Park spokesperson Dana Soehn told 10News Sunday that most park facilities, roads and campgrounds would close if a shutdown were to occur. However, she said that nothing will close until the park gets word from the Director of the National Parks Service, which she said isn't expected to happen anytime before Tuesday morning.

"If we get the word from the Director of NPS on Tuesday morning, then we will be closing most of the park facilities. That includes the back country, our visitors centers, restrooms, and most of the park roads," Soehn said.

Another casualty of the possible shutdown, Soehn said, is only 47 of the park's 326 employees would remain on duty throughout the shutdown. Those primarily make up law enforcement personnel and maintenance workers who take care of water treatment facilities and other areas affecting human health safety.

"For the 279 employees that will be furloughed during the government shut down, we do not anticipate receiving any kind of pay during that time period," Soehn said.

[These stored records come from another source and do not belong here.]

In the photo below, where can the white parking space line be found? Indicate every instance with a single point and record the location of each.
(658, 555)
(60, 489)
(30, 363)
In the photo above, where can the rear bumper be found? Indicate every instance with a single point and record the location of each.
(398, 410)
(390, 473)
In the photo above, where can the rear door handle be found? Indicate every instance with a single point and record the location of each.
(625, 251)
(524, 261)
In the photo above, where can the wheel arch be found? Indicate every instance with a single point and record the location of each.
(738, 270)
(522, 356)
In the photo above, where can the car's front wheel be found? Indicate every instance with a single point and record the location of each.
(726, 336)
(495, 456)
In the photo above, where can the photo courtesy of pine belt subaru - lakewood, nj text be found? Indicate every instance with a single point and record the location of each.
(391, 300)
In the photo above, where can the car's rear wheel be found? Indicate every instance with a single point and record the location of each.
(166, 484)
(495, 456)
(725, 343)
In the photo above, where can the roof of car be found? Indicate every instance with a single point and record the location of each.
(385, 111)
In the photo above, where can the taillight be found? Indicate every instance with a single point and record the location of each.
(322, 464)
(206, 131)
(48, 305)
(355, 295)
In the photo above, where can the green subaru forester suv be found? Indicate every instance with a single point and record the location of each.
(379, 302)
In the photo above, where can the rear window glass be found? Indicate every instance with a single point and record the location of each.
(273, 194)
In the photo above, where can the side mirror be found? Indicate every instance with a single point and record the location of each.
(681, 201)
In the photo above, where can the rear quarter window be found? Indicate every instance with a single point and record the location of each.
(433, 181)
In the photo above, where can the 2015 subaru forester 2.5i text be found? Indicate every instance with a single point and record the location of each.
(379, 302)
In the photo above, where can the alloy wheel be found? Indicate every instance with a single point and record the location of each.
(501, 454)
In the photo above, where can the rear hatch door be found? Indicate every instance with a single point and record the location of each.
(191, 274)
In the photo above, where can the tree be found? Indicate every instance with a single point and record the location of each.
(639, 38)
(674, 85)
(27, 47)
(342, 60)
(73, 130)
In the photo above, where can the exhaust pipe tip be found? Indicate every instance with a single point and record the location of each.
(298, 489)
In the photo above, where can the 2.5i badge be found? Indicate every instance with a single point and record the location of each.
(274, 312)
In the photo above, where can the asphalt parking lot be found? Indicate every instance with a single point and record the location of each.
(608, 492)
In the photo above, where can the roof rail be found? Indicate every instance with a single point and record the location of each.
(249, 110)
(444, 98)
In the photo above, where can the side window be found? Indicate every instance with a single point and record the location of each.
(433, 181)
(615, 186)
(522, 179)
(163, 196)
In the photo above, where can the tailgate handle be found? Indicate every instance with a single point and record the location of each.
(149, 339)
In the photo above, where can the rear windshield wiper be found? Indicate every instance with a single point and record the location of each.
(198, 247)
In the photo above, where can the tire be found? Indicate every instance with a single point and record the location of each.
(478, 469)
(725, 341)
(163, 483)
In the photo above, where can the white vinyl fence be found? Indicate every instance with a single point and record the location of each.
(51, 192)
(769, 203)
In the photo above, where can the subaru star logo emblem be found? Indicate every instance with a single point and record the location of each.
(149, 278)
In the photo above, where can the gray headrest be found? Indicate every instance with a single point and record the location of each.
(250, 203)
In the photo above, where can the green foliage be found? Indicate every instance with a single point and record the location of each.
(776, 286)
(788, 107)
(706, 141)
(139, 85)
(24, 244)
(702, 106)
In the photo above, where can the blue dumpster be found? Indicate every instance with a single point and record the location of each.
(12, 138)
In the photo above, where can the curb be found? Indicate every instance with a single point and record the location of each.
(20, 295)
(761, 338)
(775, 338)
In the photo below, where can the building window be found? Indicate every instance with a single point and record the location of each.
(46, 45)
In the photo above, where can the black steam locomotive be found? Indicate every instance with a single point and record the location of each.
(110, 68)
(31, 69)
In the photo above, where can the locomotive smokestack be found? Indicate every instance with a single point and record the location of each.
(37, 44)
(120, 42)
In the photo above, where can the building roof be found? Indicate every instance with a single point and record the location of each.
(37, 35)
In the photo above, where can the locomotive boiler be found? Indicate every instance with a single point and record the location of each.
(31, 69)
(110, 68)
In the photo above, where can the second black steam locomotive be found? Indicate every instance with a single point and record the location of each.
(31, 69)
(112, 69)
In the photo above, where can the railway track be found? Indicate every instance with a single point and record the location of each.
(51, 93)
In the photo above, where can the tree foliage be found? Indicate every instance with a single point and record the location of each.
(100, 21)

For the park, a shutdown couldn't come at a worse time. Fall-color leaf season about to get underway.

Soehn said on average 1.1 million visitors flock to the park each October to enjoy the fall colors, making it the second busiest month of the year.

But for now, all Soehn and the rest of the park's workers can do is wait.

"We are not taking any presumptive steps to shut down the park. We will be waiting just like the rest of America for our direction. Although, we are taking prudent steps in planning," Soehn said.

If a government shutdown were to occur on Tuesday:

  • Most park facilities would be closed; includes back country, visitors centers, restrooms and almost all park roads
  • All campgrounds, concessions areas would be closed including picnic areas and day-use areas. Campers and overnight guests at Mt. LeConte would be given 48 hours to leave
  • All ranger programs, volunteer activities and any special events would be canceled
  • The only roads that would remain open during a shutdown would be Highway 441, Newfound Gap Road between Gatlinburg and Cherokee, along with the Gatlinburg-to-Pigeon Forge part of the spur and Gatlinburg bypass. Soehn said those are critical arteries which have been authorized to remain open
  • Foothills Parkway East and West would be closed
  • 279 of the park's 326 employees would be furloughed. No pay expected for them during that time period
  • 47 people would remain on duty, mostly handling law enforcement and park maintenance
  • Nothing would be closed until the park gets official word from the National Parks Director

If the park does shut down, residents and businesses across Sevier will also likely be impacted.

Joe Dybas owns the shop, Another Me Clothier, in Gatlinburg. He says about 90 percent of his business are tourists.

He said a closure would be devastating.

"There would be no reason to come here," he said.

Dybas said similar crises have come and gone before. He said he believes the government will not shut down.

Leon Downey, the Pigeon Forge Director of Tourism, said he is hoping for the same. However, Downey did say if a closure were to occur, his tourism department would be prepared.